Thus, the unified SEM approach advances current techniques by providing a flexible, dynamic approach for simultaneously estimating contemporaneous and lagged relationships between ROIs. Although Granger Causality Modeling can be used to estimate lagged relationships, biased estimates may result from failing to consider contemporaneous relations (Gates et al., 2010). Dynamic causal modeling (DCM) is another approach that can be used to study event-related data. However, DCM is limited to modeling contemporaneous change, whereas the unified SEM is appropriate for simultaneously modeling contemporaneous and lagged effects. Additionally, DCM is used for confirmatory analysis, while the unified SEM approach is appropriate for either confirmatory or exploratory analysis. Because it is entirely data-driven, the unified SEM offers a substantial degree of flexibility when compared to alternative approaches (Gates et al., 2010, 2011; Guàrdia-Olmos et al., 2018).

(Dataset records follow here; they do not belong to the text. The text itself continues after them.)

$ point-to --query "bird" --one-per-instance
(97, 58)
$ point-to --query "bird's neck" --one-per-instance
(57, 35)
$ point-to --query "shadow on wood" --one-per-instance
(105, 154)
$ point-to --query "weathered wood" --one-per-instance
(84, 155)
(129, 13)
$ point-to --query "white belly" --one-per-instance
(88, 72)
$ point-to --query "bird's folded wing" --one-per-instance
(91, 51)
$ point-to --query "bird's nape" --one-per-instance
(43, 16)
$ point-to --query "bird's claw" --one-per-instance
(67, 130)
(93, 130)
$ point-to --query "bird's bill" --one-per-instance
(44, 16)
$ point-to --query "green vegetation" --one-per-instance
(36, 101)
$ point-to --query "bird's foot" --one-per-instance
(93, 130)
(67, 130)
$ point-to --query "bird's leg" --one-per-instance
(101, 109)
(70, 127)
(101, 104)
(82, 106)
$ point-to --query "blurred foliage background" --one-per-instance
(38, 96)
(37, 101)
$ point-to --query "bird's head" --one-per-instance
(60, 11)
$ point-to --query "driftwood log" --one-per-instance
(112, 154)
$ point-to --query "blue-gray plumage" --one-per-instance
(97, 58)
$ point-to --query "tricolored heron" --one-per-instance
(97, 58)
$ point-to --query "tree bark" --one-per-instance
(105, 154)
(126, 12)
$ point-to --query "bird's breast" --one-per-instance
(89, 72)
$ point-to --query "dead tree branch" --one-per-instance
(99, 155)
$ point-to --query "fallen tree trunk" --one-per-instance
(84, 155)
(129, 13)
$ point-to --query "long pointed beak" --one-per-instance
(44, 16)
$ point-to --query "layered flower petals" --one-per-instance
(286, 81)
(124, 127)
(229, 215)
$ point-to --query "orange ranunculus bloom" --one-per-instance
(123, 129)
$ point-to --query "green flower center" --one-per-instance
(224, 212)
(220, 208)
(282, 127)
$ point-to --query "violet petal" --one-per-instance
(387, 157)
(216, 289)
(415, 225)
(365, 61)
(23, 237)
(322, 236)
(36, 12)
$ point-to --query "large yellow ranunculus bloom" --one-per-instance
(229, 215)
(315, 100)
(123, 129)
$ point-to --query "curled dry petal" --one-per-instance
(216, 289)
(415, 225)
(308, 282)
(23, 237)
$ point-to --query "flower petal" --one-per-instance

Identifying the Network Structure

Prior to analyses, we conducted data screening to evaluate the time series properties of the data. Data screening included evaluating (a) the stationarity or non-stationarity of the time series, (b) the time period between observations to determine the lag structure (e.g., lag-1, lag-2, or lag-3) and (c) the autocorrelation and partial autocorrelation functions. Results of the data screening (i.e., autocorrelation and partial autocorrelation plots of residuals) revealed a stationary, white noise process with a lag-1, the time series best representing the series (Box et al., 2015).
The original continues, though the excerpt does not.